Gudrun is a lifelong artist and crucial contributor to the DART ecosystem, the primary operative behind our many social media accounts, and a board member of more than 4 years.
Initially, Gudrun was drawn into our orbit for three reasons: "Sarah; Art; Accessible."
Sarah Marks, Creative Director and founding member of the Doraville Art center, has a friendship with Gudrun that predates DART by decades, spawned by their mutual enthusiasm for contact sports.
"I knew Sarah from roller derby since 2006," she explains, "and I loved the idea of creating or seeing art without having to go downtown. Doraville was within a 10 mile radius of my comings and goings."
Mixed media collage and narrative photography are Gudrun's areas of specialty. Some of her compositions are on continuous display in our gallery space, including a corresponding pair of graveyard portraits, Spectre of Our Love and Mimento Vivere. These meditative gothic works were initially conceived as part of an art show for East Atlanta's Graveyard Bar, in collaboration with Cory McBurnett.
"Spectre is an ode to my parents," Gudrun says of the evocative work, which features a woman in black lace communing with an otherworldly male figure over a headstone. "My mother is here and my dad is in heaven."
For Gudrun, the experience of art points entirely back to family, in many ways a birthright of the Harvey clan.
"Art is my inheritance," she says, "passed down from my mother's father to each of us in uniquely different ways. Some of us can draw, some of us paint, some of us sing while others garden."
Carl Harvey, Gudrun's maternal grandfather, was a man of many artistic talents, most notably painting and carpentry.
"My grandaddy was someone special and it's an honor to have an inch of his talent. He built the altar for his church and the structures for Cookie's Corner, his little penny cookie grocery store that I grew up in."
Gudrun's mother kept that appreciation for and curiosity about artful living active in her daughter throughout her childhood. She recalls early, profound responses to artwork beginning with a Claude Monet exhibit in the 1980s.
"I remember being in awe of the queue. I also remember getting to the front and viewing San Giorgio Maggiore, or House on Parliament, and NOT being impressed. By strokes I remember visiting several times as an adult the VAN GOGH exhibit, and every time, Starry Night made me weep with how beautiful I found the colors and the brush work."
Art will never be a passive thing for Gudrun, and it's not something she wants others to be passive about, either. The goal and the challenge of her artistic practice is to make, as she puts it, an impact with images.
"I love for my photography to grab you and make you have envy for missing that particular moment. PARTICIPATE IN life. It's easy to shut yourself away. I get it, but get out there and use your senses. Create something every day. Or at least try to." This is, in fact, her mantra.
When asked what art touches in her own day-to-day, her answer is at once simple and far-reaching: "Everything. I see the world differently. My eyes are my viewfinders, and a lot of the images I create are the way I see everyday items or occurrences that other people may not notice from that viewpoint."

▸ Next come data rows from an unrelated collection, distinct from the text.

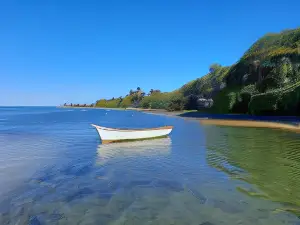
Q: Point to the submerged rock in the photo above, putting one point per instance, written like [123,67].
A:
[79,194]
[169,185]
[34,221]
[198,195]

Today, as it was when she was a child, the bonds of community, family and art are foundational to her creativity, with family acting as the north star.

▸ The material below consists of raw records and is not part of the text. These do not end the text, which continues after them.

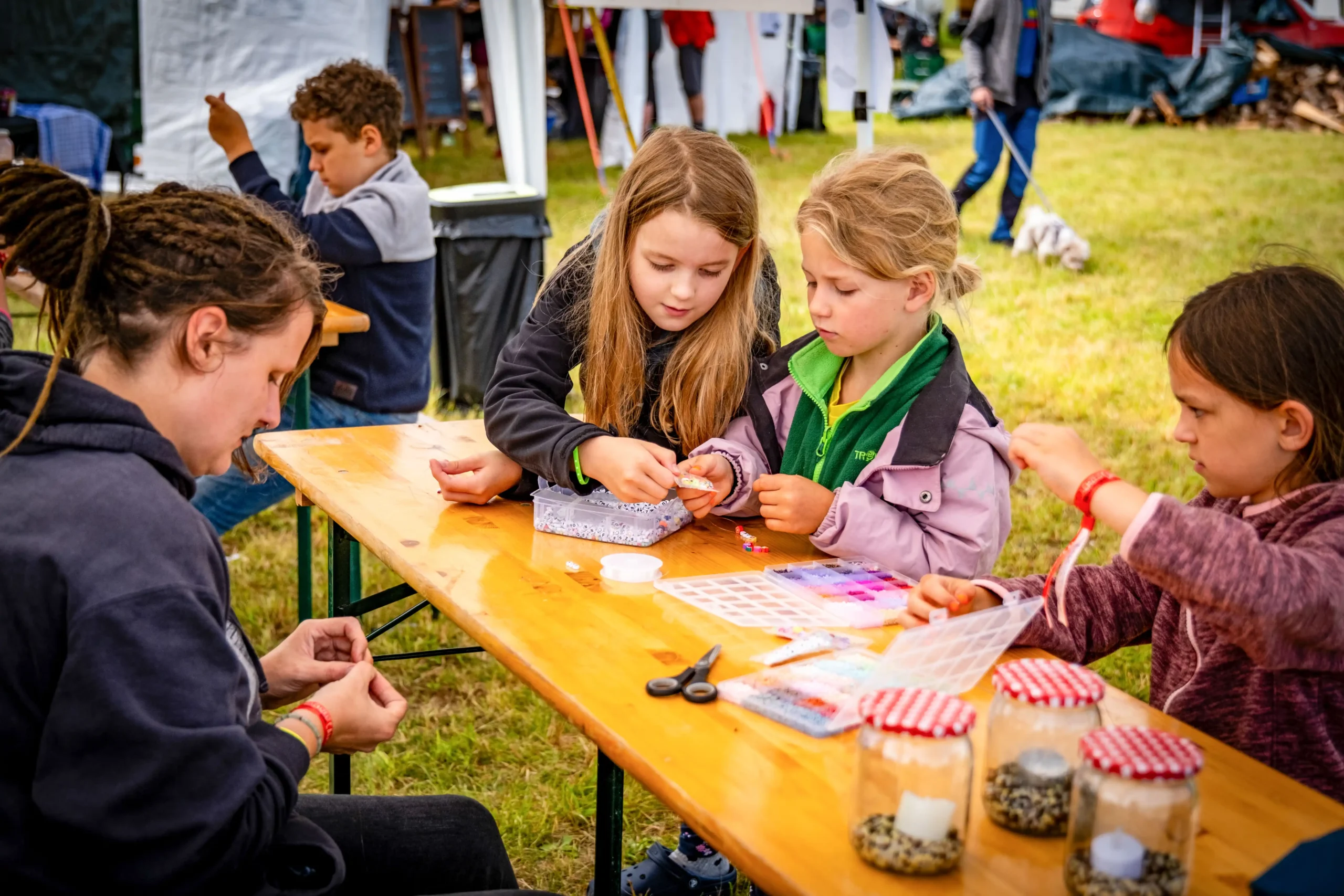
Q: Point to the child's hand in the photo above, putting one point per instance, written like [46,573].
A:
[478,479]
[714,468]
[634,471]
[1058,456]
[227,128]
[793,503]
[944,592]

"Carl, Donald, Deborah, Dwight, and my two little birds, Parks and Elle;" these are more than the names of relatives, loved ones and children. They are the replenishing fuel behind her artistry and the grounding element of her life's work.

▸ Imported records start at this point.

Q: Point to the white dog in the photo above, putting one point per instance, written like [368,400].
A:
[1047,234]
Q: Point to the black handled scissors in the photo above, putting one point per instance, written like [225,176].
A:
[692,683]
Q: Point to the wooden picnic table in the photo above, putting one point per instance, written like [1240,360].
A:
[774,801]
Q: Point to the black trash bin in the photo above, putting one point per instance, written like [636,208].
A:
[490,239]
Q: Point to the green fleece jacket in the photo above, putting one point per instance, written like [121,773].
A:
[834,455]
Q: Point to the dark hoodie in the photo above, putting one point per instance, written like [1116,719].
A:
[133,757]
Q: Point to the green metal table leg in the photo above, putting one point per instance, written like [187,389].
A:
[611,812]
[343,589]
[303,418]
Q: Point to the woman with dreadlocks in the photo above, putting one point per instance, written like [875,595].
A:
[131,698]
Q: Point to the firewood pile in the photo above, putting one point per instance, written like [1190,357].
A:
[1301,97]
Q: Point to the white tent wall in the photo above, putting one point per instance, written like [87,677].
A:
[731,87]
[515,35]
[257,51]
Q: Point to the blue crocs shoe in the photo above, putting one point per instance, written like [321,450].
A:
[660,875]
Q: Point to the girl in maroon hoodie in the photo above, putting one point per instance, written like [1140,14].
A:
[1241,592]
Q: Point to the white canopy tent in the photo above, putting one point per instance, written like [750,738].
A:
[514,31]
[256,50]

The link between love and creation is something Gudrun has found a shade of in the Doraville Art Center, too. Here, her belief that emotion, passion and color are the benefits of art on one's local community is exemplified.
"DART fills a void," she explains. "Being able to come into the center and see so many like-minded women creating, congregating and holding space, it's really beautiful, and I'm glad I have that space in my life."
A fierce champion of the transformative nature of the artistic and a true believer of our mission here at DART, we are changed, strengthened and improved by her contributions every day.